ITINERARI DI UNA VITA
Spulcia carte l’autore di Io vi accuso. Imbocca gli itinerari («Devo vedere. Le cose si capiscono solo andando sui posti») che appartennero alla vita e alla morte di Matteotti: dal Polesine dove il deputato socialista era nato e dove è seppellito, fino al quartiere Flaminio di Roma doveva abitava e dove fu prelevato sul Lungotevere per essere ucciso. Riflette, parla, ascolta Vecchio. Intervista la nipote Laura Matteotti, figlia di Matteo che era il figlio di Giacomo e di Velia. «A casa nostra - dice Laura al giornalista-storico - non si parlava di mio nonno. Il tema è sempre stato rimosso». Non solo in famiglia. L’Italia smemorata non ha mai voluto fare i conti con Matteotti. Con un personaggio che nelle pagine di questo libro non solo emerge per quello che è stato, un politico e un martire, ma si staglia - prima e dopo la sua tremenda fine - come il simbolo di una grande solitudine. Scrive Vecchio: «Matteotti è stato figlio di un dio minore, e tale è rimasto per tutto il ‘900 e oltre. E così venne, nella narrazione pubblica, schiacciato sul delitto, senza che gli fosse riconosciuta la grandezza politica, l’eroismo, il riformismo rivoluzionario» che lo contraddistinsero.
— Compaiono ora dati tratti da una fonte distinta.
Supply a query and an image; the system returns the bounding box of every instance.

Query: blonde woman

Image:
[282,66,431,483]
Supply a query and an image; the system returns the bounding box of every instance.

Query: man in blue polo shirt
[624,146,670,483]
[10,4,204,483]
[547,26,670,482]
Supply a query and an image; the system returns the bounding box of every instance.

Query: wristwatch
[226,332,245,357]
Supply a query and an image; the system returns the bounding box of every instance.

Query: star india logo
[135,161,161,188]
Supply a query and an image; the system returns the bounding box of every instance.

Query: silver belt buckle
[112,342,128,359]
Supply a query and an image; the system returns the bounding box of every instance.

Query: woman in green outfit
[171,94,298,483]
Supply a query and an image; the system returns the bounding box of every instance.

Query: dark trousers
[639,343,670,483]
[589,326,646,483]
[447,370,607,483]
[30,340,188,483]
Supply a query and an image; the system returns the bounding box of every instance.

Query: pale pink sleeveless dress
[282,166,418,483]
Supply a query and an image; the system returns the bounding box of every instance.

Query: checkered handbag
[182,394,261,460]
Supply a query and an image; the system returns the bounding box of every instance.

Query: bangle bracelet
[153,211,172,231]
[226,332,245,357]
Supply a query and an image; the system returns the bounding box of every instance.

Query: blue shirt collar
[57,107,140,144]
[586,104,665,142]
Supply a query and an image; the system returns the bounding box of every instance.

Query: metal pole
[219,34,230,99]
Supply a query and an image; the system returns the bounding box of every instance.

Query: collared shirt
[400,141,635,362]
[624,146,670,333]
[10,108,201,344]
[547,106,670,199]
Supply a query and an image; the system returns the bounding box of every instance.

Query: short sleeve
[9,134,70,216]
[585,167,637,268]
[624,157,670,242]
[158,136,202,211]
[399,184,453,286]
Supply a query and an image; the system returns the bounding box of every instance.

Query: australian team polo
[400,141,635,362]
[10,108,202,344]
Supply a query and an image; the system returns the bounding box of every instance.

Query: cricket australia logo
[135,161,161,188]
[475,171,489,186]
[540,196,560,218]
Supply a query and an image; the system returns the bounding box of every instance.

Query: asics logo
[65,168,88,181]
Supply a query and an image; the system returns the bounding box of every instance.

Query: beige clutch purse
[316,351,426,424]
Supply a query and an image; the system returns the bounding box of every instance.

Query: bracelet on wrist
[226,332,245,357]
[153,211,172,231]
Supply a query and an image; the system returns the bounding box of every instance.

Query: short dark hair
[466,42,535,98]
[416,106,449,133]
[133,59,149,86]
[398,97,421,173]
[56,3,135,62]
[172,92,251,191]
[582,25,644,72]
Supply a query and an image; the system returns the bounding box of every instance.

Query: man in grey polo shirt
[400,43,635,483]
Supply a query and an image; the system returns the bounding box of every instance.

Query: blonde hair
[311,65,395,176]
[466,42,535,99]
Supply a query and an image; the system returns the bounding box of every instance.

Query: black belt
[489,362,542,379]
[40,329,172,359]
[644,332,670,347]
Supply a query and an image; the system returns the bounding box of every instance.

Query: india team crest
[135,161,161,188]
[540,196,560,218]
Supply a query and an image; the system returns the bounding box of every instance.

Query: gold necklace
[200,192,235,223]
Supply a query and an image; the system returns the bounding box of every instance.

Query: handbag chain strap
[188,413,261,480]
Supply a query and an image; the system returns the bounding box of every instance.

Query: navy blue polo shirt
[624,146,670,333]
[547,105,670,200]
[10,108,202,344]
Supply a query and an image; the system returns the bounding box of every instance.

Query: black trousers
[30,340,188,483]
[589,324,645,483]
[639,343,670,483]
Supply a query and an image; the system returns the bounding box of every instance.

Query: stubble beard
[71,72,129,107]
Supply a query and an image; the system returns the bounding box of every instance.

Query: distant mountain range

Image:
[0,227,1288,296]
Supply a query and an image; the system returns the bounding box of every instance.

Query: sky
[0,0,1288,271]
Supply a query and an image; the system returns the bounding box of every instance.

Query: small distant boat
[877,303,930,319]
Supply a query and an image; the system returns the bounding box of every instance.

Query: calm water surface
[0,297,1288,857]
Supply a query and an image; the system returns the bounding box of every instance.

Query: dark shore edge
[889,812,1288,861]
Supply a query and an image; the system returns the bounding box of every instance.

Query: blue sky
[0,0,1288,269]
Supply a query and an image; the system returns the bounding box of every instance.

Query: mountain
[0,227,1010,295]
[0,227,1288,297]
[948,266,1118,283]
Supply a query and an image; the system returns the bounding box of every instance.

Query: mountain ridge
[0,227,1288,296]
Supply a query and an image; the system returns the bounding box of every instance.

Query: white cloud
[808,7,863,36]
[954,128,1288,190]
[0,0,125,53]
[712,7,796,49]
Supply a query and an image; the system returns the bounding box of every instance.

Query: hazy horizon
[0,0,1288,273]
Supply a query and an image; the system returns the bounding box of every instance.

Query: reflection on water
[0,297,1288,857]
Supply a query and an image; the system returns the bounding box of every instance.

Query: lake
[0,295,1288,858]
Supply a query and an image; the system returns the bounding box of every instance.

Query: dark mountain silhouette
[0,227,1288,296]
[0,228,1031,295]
Non è strano, si chiede Vecchio, che per esempio il cinema abbia raccontato così poco Matteotti, il cui dramma si prestava perfettamente all’Italia repubblicana dominata, ora lo è molto meno, dalla cultura anti-fascista? L’unico film risale al 1973, con la regia di Florestano Vancini: Il delitto Matteotti.
LA SORPRESA
«Lo sa - dice a Vecchio - che Giorgio Almirante veniva regolarmente a prendere il tè a casa nostra?». «Almirante il leader del Msi?». «Sì, noi abitavamo in via Luciani 45, ai Parioli, e lui lì vicino. Con mio padre Matteo si era instaurata una singolare simpatia: il figlio di Matteotti e il capo del partito erede di quelli che lo avevano ucciso. Strano, no? Mio padre era molto elegante, e pure Almirante lo era». Tanti fili che s’intrecciano e soprattutto tanti fili - quelli della memoria - che vanno ancora liberati per farci sentire veramente liberi.